Like this is my array of objects:
var x = [
{_id: 1, total: 25},
{_id: 1, total: 22},
{_id: 2, total: 4},
{_id: 2, total: 32},
{_id: 3, total: 56},
{_id: 4, total: 21},
{_id: 4, total: 58},
]
Now I want to achieve all total sum of similar object keys like this
[
{_id: 1, total: 47},
{_id: 2, total: 36},
{_id: 3, total: 25},
{_id: 4, total: 79},
]
Can anyone suggest how to do this on es6
Use reduce. reduce is an array method that can transform an array into something else, i.e. another array that can have different length. map will always return an array with the same number of elements.
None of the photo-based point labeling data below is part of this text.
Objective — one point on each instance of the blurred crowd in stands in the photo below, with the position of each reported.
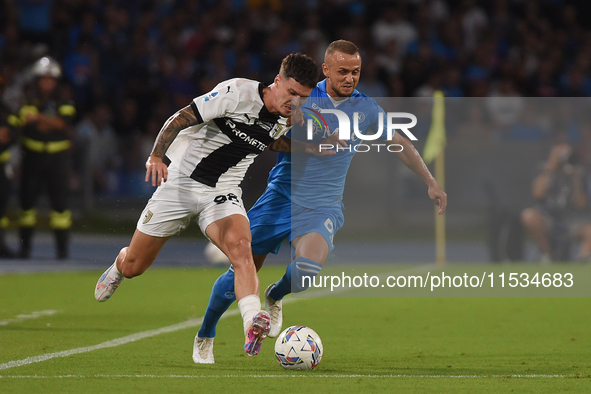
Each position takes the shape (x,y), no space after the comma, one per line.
(128,65)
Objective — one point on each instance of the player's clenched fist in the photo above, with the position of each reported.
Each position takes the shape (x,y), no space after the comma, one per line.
(156,170)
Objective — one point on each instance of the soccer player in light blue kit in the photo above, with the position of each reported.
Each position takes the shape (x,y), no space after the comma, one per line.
(303,201)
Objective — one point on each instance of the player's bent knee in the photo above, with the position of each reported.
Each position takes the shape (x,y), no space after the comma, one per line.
(303,272)
(238,249)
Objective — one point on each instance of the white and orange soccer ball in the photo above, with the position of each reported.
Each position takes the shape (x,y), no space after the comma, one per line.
(298,348)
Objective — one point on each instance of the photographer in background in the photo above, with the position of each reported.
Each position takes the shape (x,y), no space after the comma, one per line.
(560,199)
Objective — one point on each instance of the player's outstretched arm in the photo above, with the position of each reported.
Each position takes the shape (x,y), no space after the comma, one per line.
(413,160)
(286,144)
(155,167)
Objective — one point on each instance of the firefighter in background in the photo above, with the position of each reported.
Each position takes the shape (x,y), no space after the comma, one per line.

And filter can return an array that has less elements but the elements will be unchanged.
Reduce gives you the more flexible behavior. You can change the elements and you can store them in whatever way you like.
const result = x.reduce((acc, el) => {
const index = acc.findIndex(({_id}) => el._id === _id);
if (index > -1) {
acc[index].total += el.total;
} else {
acc.push({...el});
}
return acc;
}, [])
console.log(result);
In case if this code would run often and on large arrays, you can use more performant but a little more complex solution where we use a hash table to store the data:
var x = [
{_id: 1, total: 25},
{_id: 1, total: 22},
{_id: 2, total: 4},
{_id: 2, total: 32},
{_id: 3, total: 56},
{_id: 4, total: 21},
{_id: 4, total: 58},
]
const temp = {};
for (const el of x) {
temp[el._id] = (temp[el._id] || 0) + el.total;
}
const result = Object.entries(temp).map(([_id, total]) => ({_id, total}));
console.log(result);
But before starting optimizing you should always check if it's worth doing by running perf tools.